Relator: Conselheiro Paulo Mota Pinto

(Conselheira Maria Fernanda Palma)

Acordam na 2.ª Secção do Tribunal Constitucional:

  1. Relatório

    AUTONUM 1.Por decisão do 2.º Juízo Criminal do Tribunal Judicial de Santo Tirso os arguidos A. e B. foram condenados, pela prática, em co-autoria, de um crime de introdução fraudulenta no consumo, previsto e punido pelo artigo 96.º, n.º 1, alínea a), do Regime Geral das Infracções Tributárias, na pena de 7 (sete) meses de prisão cada um, e de um crime contra a genuinidade, qualidade ou composição de géneros alimentícios, previsto e punido pelo artigo 24.º, n.º 1, alínea a), do Decreto-Lei n.º 28/84, de 20 de Janeiro, na pena de 5 (cinco) meses de prisão e em 110 (cento e dez) dias de multa à razão diária de € 3 (três euros), cada um. Em cúmulo jurídico cada um dos arguidos foi condenado na pena única de 8 (oito) meses de prisão e em 110 (cento e dez) dias de multa à razão diária de € 3 (três euros), perfazendo para cada um a multa de € 330 (trezentos e trinta euros), com 73 (setenta e três) dias de prisão subsidiária.
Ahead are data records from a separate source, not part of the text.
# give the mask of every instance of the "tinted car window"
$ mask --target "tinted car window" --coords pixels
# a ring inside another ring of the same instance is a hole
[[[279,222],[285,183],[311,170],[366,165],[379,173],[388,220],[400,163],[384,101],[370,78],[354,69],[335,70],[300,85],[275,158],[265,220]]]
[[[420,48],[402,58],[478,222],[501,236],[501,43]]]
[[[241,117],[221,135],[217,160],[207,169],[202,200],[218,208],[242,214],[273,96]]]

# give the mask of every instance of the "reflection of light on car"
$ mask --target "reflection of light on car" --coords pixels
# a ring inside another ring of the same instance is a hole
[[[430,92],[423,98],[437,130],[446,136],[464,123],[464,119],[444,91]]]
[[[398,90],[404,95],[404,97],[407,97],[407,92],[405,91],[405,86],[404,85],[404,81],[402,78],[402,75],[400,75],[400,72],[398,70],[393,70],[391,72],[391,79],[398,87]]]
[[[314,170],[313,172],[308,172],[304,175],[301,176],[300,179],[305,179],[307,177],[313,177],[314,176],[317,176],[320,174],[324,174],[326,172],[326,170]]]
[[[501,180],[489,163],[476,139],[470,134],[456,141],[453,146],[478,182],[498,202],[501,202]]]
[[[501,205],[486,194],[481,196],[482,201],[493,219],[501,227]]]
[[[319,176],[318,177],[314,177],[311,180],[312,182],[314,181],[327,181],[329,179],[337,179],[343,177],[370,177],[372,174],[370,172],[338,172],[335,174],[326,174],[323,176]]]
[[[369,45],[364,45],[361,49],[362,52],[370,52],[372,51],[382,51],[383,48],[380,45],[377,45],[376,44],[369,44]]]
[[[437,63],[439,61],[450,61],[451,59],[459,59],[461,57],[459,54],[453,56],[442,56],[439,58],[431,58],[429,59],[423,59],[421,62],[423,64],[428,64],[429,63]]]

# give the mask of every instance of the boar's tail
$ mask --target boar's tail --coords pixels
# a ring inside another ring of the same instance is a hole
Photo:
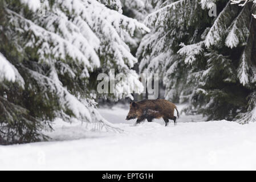
[[[178,116],[178,109],[177,109],[177,107],[175,107],[175,109],[177,111],[177,114],[178,115],[178,118],[180,118],[180,117]]]

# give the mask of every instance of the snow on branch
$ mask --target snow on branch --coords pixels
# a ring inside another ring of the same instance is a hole
[[[221,40],[227,27],[230,24],[237,13],[231,9],[230,3],[228,2],[215,20],[205,38],[205,43],[207,48],[217,45]]]
[[[252,2],[252,6],[256,6],[256,0],[230,0],[231,1],[231,4],[237,4],[238,6],[245,6],[246,3],[250,2]],[[252,14],[253,17],[254,18],[256,18],[256,14]]]
[[[203,52],[204,43],[204,41],[201,41],[198,43],[188,46],[182,43],[180,46],[182,47],[178,50],[177,53],[186,57],[184,60],[185,64],[191,64],[196,60],[196,56]]]
[[[231,48],[238,44],[246,43],[249,36],[250,11],[248,6],[243,7],[239,15],[229,27],[229,34],[225,40],[225,45]]]
[[[6,79],[24,87],[25,81],[16,68],[0,52],[0,82]]]
[[[179,0],[172,2],[149,14],[144,22],[149,27],[165,26],[166,17],[170,17],[170,20],[177,22],[177,24],[188,23],[185,20],[189,19],[186,18],[191,15],[189,10],[194,10],[195,7],[192,5],[197,5],[197,3],[192,3],[195,0]],[[193,21],[193,19],[190,20]]]

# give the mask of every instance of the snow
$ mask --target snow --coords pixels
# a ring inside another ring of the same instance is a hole
[[[25,85],[24,80],[16,68],[0,52],[0,81],[4,79],[16,81],[22,87]]]
[[[40,0],[21,0],[21,2],[22,3],[26,4],[29,7],[34,11],[35,11],[41,7],[41,2],[40,2]]]
[[[0,146],[0,169],[256,169],[256,123],[191,122],[203,119],[181,114],[177,126],[161,119],[135,126],[124,119],[128,106],[99,109],[124,132],[56,119],[52,141]]]

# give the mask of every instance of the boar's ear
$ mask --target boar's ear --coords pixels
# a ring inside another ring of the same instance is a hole
[[[132,102],[132,106],[133,107],[136,107],[137,106],[137,104],[136,104],[135,102]]]

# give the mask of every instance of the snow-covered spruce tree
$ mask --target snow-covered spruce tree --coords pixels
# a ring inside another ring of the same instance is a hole
[[[43,140],[42,129],[56,117],[113,129],[96,108],[99,73],[130,73],[143,90],[126,43],[149,30],[123,15],[118,0],[43,2],[0,0],[1,144]]]
[[[256,1],[255,0],[230,0],[231,4],[238,4],[240,6],[245,6],[245,5],[248,2],[253,2],[250,3],[251,6],[254,7],[256,6]],[[256,18],[256,11],[253,12],[253,16],[254,18]],[[255,13],[255,14],[253,14]]]
[[[209,10],[217,5],[217,17]],[[252,6],[180,0],[149,14],[137,52],[141,72],[161,75],[165,97],[208,119],[255,121],[256,22]],[[194,110],[192,110],[194,109]]]

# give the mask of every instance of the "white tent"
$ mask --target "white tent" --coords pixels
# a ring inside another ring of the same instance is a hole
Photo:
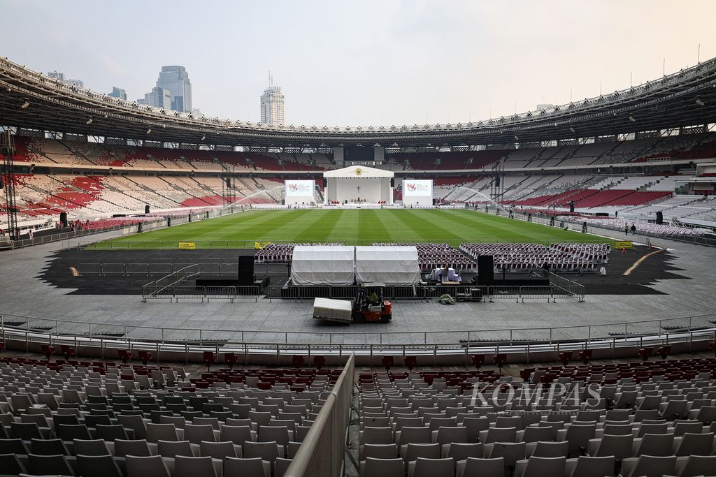
[[[420,280],[415,247],[356,247],[359,284],[415,285]]]
[[[299,285],[353,285],[354,250],[344,245],[296,245],[291,280]]]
No que concerne ao pedido de indemnização civil, os arguidos foram solidariamente condenados a pagarem ao Estado a quantia de € 30.007,23 (trinta mil e sete euros e vinte e três cêntimos), acrescida dos juros contados às sucessivas taxas legais desde 14 de Março de 2003, até integral pagamento. A pena única de 8 (oito) meses de prisão foi declarada suspensa na sua execução pelo período de 3 (três) anos, sob condição de os arguidos procederem ao pagamento ao Estado naquele montante no prazo de 2 (dois) anos.

    Inconformados com esta decisão, os arguidos recorreram para o Tribunal da Relação do Porto, tendo, a concluir as alegações que então apresentaram e para o que ora releva, alegado que:

    […]

    13.ª

    Por isso, o disposto nos art.ºs 96.º, n.º 1, a) e b), 14.º, n.º 1, e 9.º do RGIT, objectivamente, prosseguem interesses que não são os da generalidade do Povo Português, mas do Supercapital, quanto à lógica de afastar os pequenos produtores e comerciantes, sendo certo que nem prossegue interesses estaduais, porque é imoral que este se financie através do maior sacrifício daqueles que já sofrem a dureza de uma sociedade injusta, e por isso de alienam no vício.

    14.ª

    Por outro lado não é legítimo que o Estado tolere penalmente a conduta viciosa para a tributar, e não tolere penalmente a infracção fiscal que apenas é praticada pelos pobres (os ricos não bebem do “grosso”, os ricos bebem do “fino”).

    15.ª

    A tributação, e muito especialmente a tipificação penal, através das normas referidas, contendem claramente com o disposto nos art.ºs 1.º, 2.º, 9.º, 13.º, 25.º, 27.º, n.º 1, 81.º, a), c), d) e e), da C.R.P., bem como os princípios constitucionais da justiça, da proporcionalidade e da unidade da ordem jurídica.

    […]

    18.ª

    As penas também não podiam ser suspensas com a condição do pagamento do imposto alegadamente dito em dívida. A suspensão da pena funda-se, essencialmente, em critérios de ressocialização do infractor, quando a simples censura do facto e a ameaça da prisão é suficiente para “forçar” o infractor a conformar-se com os comandos legais. A suspensão condicionada ao cumprimento de injunções, só é de aplicar quando aquelas censura e ameaça são insuficientes, ou quando, por razões de equidade, e de possibilidade do infractor, este deva indemnizar a vítima. Se isto é assim no direito penal de justiça, por maioria de razão deve ser no direito penal secundário. Assim sendo, o disposto no art.º 14.º, n.º 1, do RGIT, mais que norma jurídica, parece uma ordem, em clara violação das normas e princípios constitucionais invocados na conclusão 15.ª, e ainda o princípio de separação de poderes (art.º 111.º, n.º 1, da C.R.P.), e viola também o disposto nos art.ºs 50.º e 51.º do C.P., pelo que, nesta última perspectiva, é uma norma ilegal.»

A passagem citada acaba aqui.